Pourquoi la mise au point de nouveaux antibiotiques est une question de vie ou de mort

Antibiotique

Les superbactéries tuent 700 000 personnes par an – un chiffre qui devrait passer à 10 millions d’ici 2050 ;
Les nouveaux traitements pour lutter contre ce risque de santé publique ne sont pas créés assez rapidement ;
Les décideurs politiques doivent réparer le marché des antibiotiques en panne et inciter les fabricants de médicaments en rendant le succès commercial plus prévisible.
Après plusieurs séances de chimiothérapie et une greffe de moelle osseuse, elle était en bonne voie de guérison. Puis une superbactérie s’est attaquée à elle. Malgré les efforts de ses médecins, l’infection résistante aux médicaments s’est propagée à ses poumons et à son sang. Son système immunitaire affaibli par la chimiothérapie ne pouvait pas combattre l’infection et elle est rapidement décédée.

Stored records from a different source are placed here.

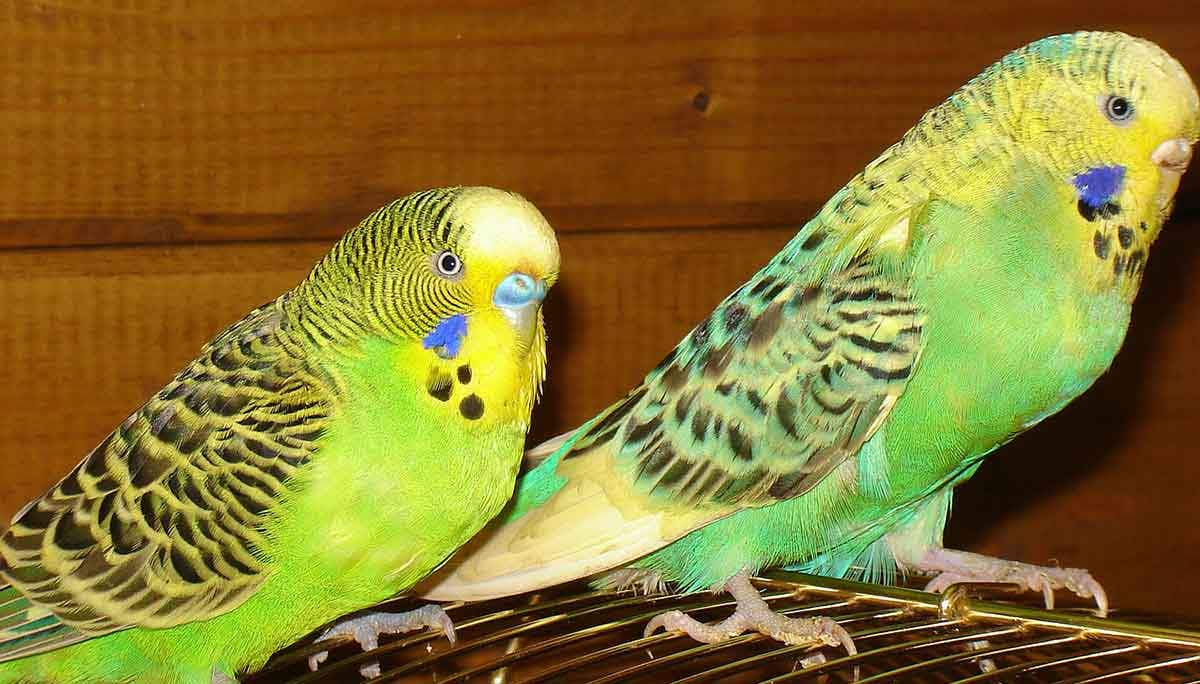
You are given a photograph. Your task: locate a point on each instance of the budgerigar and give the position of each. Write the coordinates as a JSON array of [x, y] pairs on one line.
[[966, 285], [321, 455]]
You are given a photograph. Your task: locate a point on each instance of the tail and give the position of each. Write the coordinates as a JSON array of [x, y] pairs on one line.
[[28, 629]]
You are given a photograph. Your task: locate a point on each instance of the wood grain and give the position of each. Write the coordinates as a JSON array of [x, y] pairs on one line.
[[173, 120]]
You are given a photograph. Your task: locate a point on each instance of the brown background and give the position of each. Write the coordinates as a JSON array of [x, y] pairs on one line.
[[166, 166]]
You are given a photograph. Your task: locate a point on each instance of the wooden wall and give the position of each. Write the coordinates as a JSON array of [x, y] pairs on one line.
[[168, 165]]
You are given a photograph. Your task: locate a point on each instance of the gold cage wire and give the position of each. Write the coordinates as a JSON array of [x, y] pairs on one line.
[[574, 634]]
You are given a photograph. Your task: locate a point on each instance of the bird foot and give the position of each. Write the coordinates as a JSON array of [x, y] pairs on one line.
[[366, 630], [754, 615], [960, 567]]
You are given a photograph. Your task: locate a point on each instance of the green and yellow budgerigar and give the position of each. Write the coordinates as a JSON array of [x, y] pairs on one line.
[[321, 455], [966, 285]]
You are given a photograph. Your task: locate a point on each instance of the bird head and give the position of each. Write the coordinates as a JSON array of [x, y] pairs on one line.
[[424, 265], [1114, 115]]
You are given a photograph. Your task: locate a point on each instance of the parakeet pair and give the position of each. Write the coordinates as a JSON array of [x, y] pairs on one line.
[[970, 282], [321, 455]]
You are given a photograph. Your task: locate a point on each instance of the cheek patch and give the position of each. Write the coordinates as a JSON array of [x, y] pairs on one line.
[[1097, 190], [445, 340]]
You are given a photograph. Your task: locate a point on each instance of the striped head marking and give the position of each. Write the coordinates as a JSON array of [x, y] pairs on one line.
[[1115, 118]]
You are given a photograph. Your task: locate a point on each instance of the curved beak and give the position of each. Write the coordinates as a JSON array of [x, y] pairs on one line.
[[517, 297], [1173, 159], [1173, 156]]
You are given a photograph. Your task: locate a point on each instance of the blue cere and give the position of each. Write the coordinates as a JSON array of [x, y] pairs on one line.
[[1097, 186], [447, 339], [517, 291]]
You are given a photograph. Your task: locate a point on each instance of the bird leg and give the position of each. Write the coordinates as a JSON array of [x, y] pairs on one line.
[[951, 567], [754, 615], [366, 630]]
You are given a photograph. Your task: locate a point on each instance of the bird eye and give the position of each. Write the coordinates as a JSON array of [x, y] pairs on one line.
[[448, 264], [1117, 109]]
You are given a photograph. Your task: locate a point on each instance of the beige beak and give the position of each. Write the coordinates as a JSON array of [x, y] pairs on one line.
[[1173, 155], [1171, 159]]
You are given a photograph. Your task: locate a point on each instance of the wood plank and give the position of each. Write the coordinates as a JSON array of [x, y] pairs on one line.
[[89, 333], [171, 120]]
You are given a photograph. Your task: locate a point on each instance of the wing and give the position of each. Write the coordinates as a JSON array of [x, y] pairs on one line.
[[162, 523], [767, 396], [783, 383]]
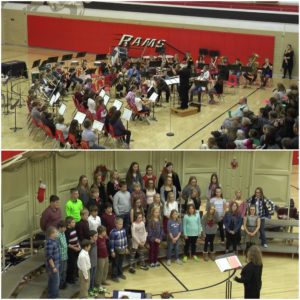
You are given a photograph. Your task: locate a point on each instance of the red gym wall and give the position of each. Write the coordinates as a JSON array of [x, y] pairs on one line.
[[100, 37]]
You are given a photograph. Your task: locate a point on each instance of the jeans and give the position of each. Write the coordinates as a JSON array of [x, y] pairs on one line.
[[153, 252], [220, 224], [231, 239], [62, 272], [262, 234], [126, 221], [53, 284], [92, 277], [117, 263], [172, 246], [209, 239], [190, 242]]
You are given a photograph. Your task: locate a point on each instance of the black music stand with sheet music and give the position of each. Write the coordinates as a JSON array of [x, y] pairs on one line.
[[227, 263], [36, 63], [80, 54]]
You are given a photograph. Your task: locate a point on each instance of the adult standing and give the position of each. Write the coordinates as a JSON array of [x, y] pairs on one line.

Malheureusement, de telles histoires sont bien trop fréquentes. Des superbactéries comme celle-ci tuent déjà 700 000 personnes dans le monde chaque année et ce chiffre pourrait atteindre 10 millions d’ici 2050. Cela s’explique en grande partie par le fait que les superbactéries évoluent plus rapidement que nous ne créons de nouveaux traitements ; au cours des 30 dernières années, une seule nouvelle classe d’antibiotiques a été approuvée.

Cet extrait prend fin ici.